Predicting Encoding Energy from Low-Pass Anchors for Green Video Streaming
Zoha Azimi, Reza Farahani, Vignesh V Menon, Christian Timmerer
TL;DR
The paper tackles the energy cost of high-resolution video encoding in adaptive streaming by introducing a lightweight, anchor-based energy prediction approach. It uses low-resolution anchors to infer encoding/decoding energy and perceptual quality across a full resolution/QP ladder via ML models, enabling an energy-aware encoding selection under a quality constraint. On 100 Inter4K sequences with the VVenC/VVdeC stack, the approach achieves about 51% encoding and 54% decoding energy savings with only a 1.68-point drop in VMAF (within the JND range), demonstrating a practical path to greener video streaming.
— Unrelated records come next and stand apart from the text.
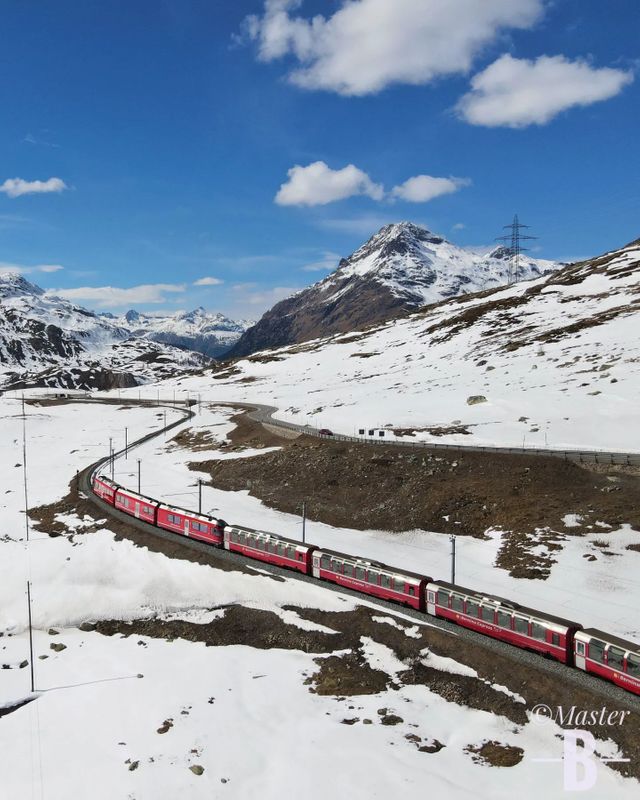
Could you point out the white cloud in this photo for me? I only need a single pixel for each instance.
(367, 45)
(363, 225)
(317, 184)
(327, 263)
(114, 297)
(15, 187)
(208, 281)
(515, 93)
(422, 188)
(6, 267)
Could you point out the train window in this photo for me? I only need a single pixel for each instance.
(521, 625)
(472, 608)
(457, 603)
(596, 650)
(633, 665)
(487, 613)
(504, 619)
(615, 657)
(538, 631)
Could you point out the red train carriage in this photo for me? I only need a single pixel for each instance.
(371, 577)
(503, 619)
(269, 547)
(189, 523)
(105, 488)
(617, 660)
(137, 505)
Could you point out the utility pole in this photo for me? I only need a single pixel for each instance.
(513, 244)
(304, 520)
(30, 637)
(24, 468)
(452, 539)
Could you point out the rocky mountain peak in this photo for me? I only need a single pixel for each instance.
(13, 284)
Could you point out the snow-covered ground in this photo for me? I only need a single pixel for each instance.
(242, 715)
(574, 589)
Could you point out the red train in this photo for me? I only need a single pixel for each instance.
(614, 659)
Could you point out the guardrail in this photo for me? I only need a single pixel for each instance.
(264, 414)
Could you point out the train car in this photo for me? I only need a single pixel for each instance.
(371, 577)
(265, 546)
(617, 660)
(105, 488)
(191, 524)
(139, 506)
(502, 619)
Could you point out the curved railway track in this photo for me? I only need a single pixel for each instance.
(261, 413)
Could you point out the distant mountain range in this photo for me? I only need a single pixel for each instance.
(48, 341)
(199, 330)
(400, 268)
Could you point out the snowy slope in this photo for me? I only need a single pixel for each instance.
(199, 330)
(401, 268)
(238, 713)
(48, 341)
(555, 361)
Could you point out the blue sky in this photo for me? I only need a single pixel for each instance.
(150, 140)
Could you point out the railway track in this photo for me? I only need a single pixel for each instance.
(572, 677)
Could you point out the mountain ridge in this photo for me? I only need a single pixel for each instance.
(400, 268)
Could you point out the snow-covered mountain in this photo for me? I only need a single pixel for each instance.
(199, 330)
(554, 362)
(48, 341)
(402, 267)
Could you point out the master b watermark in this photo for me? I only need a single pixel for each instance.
(574, 715)
(579, 758)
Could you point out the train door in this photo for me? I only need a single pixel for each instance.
(580, 655)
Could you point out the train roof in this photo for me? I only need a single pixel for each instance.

The method reduces measurement overhead, scales to large content catalogs, and supports tunable energy- QoE trade-offs for real-world HAS deployments.
Abstract
Video streaming now represents the dominant share of Internet traffic, as ever-higher-resolution content is distributed across a growing range of heterogeneous devices to sustain user Quality of Experience (QoE). However, this trend raises significant concerns about energy efficiency and carbon emissions, requiring methods to provide a trade-off between energy and QoE. This paper proposes a lightweight energy prediction method that estimates the energy consumption of high-resolution video encodings using reference encodings generated at lower resolutions (so-called anchors), eliminating the need for exhaustive per-segment energy measurements, a process that is infeasible at scale. We automatically select encoding parameters, such as resolution and quantization parameter (QP), to achieve substantial energy savings while maintaining perceptual quality, as measured by the Video Multimethod Fusion Assessment (VMAF), within acceptable limits. We implement and evaluate our approach with the open-source VVenC encoder on 100 video sequences from the Inter4K dataset across multiple encoding settings. Results show that, for an average VMAF score reduction of only 1.68, which stays below the Just Noticeable Difference (JND) threshold, our method achieves 51.22% encoding energy savings and 53.54% decoding energy savings compared to a scenario with no quality degradation.